La política es como dos cochineras, unos están hartos y duermen; otros tienen hambre y chillan.
Se lo decía un mayeto de 80 años a mi abuelo cuando éste tenía 15 y hacía dinero matando ratas. Le daban dos perras gordas por cada una siempre que tuviera rabo. Se llevaban al depósito municipal, los polis le quitaban el apéndice y las tiraban al mar, así que no valía pescarlas para cobrar otra vez. Los cuerpos se los comían las urtas, las coloradas que entonces abundaban por la zona y dieron fama, porque ahora son de las negras y ésas no valen un duro aunque se vendan pomposas en los restaurantes de lujo.
Tener sed de anís, eso es lo que dice mi abuelo. Y todavía se come dos polvorones en agosto, es comida y nació antes de la Guerra Civil, no se tira nada. Me mira desconfiado cuando le digo que ahora hago noticias de política. “Todos son iguales”, ha comprobado desde 1926 hasta ahora, y si se remonta a la memoria del mayeto, suma dos siglos de España hambrienta, sobre todo de envidia, y de monarcas, republicanos, un dictador, y demócratas con la misma ansia, el poder.

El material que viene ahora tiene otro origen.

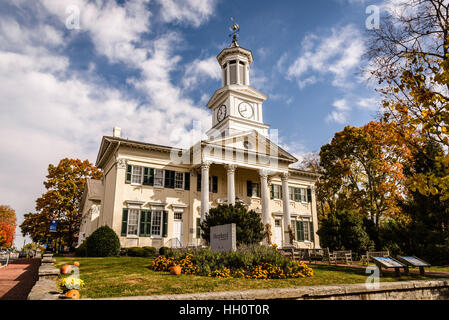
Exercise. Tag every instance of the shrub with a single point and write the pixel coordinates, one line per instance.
(103, 242)
(164, 250)
(81, 251)
(252, 262)
(249, 226)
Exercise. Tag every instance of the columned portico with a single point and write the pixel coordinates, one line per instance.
(265, 194)
(204, 189)
(231, 183)
(286, 208)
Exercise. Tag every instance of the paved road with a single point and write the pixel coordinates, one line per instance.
(17, 279)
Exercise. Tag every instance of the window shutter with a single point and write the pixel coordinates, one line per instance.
(148, 176)
(312, 234)
(165, 224)
(299, 231)
(187, 181)
(128, 173)
(124, 222)
(143, 214)
(249, 188)
(198, 228)
(198, 182)
(215, 184)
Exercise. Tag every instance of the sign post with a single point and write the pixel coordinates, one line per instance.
(223, 238)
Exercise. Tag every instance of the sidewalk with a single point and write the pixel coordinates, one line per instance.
(17, 279)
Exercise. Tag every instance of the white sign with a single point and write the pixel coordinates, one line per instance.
(223, 238)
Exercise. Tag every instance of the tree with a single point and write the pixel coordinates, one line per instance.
(361, 171)
(249, 226)
(425, 230)
(65, 186)
(409, 57)
(345, 230)
(7, 226)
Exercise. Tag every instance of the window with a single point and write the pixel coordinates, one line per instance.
(255, 189)
(276, 191)
(178, 215)
(303, 195)
(156, 222)
(179, 180)
(133, 221)
(158, 178)
(136, 176)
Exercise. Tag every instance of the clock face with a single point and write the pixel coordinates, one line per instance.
(221, 113)
(246, 110)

Pertenece a la condición humana, dice, y él también se vio tentado. Fue una semana después de la gran explosión de Cádiz de 1947, cuando hacía el servicio militar. En aquella España de cartillas de racionamiento, Antonio Machín iba a llevar aquella noche sus gardenias y sus angelitos negros a la orilla del mar de los boleros, a una sala de fiestas donde acudían familias acomodadas de veraneantes de Córdoba, de Sevilla, de Badajoz. Pero Machín nunca cantó aquel 18 de agosto de 1947 porque a eso de las diez de la noche oyeron en todo Cádiz un gran estruendo y el cielo se tiñó de rojo. Habían estallado unas minas rusas cogidas a los rojos durante la guerra que allí estaban almacenadas, y de las que se había advertido al gobernador civil de la época, pero nadie hizo caso. Oficialmente murieron 152 personas, hubo 5.000 heridos y 2.000 edificios quedaron dañados.
Lo he leido hoy en el Diario, el 61 aniversario, pero lo que nadie relata es lo que hizo mi abuelo. Iba con su colega el Tranco –a saber de qué venía el mote- y vieron que la puerta de la habitación que alberga los tesoros de la Catedral estaba semiabierta. Entraron y no había vigilancia. Caminaron un rato a la espera de que alguien les hiciera frente, iban vestidos de soldados por lo que encontrarían una excusa. Y entonces vieron una custodia, preciosa, repite diez veces mi abuelo, regalo de un rey, sería Fernando VII, por el tema de la Constitución de 1812 y eso. Y se envalentonan: “¿y si nos la llevamos?”. Los novatos saqueadores piensan cómo transportar tantos kilos de plata entre dos y cómo hacer negocio luego. Mucho trabajo para un gaditano, pensar y coger peso, uf.
“Me acojoné y allí la dejé, el Tranco se llevó uno de los angelitos, hoy tiene que valer un potosí”. “Y dónde iba a meter yo eso, este hombre está loco”, se ríe mi abuela. Pero él sigue con sus pensamientos, mirando el hueco entre la tele y el sofá. Decidió dejarla allí y otros se la llevaron días después. Él, sin tesoro en las manos, corrió delante de la policía pero años más tarde por las huelgas de Astilleros y trabajó años para los americanos en la Base hasta que le dieron cuatro duros de jubilación. “Crisis la que había entonces, hoy tiramos la comida cuando se pasa de fecha”, dice mientras engulle polvorones y a mí me entra una fatiga que me levanto y voy cogiendo la puerta.
“Bueno, abu, no pasa nada, ahí tienes otros tesoros”, me despido mirando el hueco donde mi abuela ha puesto una mesa con los retratos de comunión mío, de mi hermano y de mis primas con caras de mollete de pan. “Pasarán otros 80 años y todo seguirá igual”, imagino que piensa en el ocaso de su vida. Al menos su nieto no recoge ratas, sólo las declaraciones oportunistas de otros ejemplares que dicen custodiar a su pueblo. Porca miseria.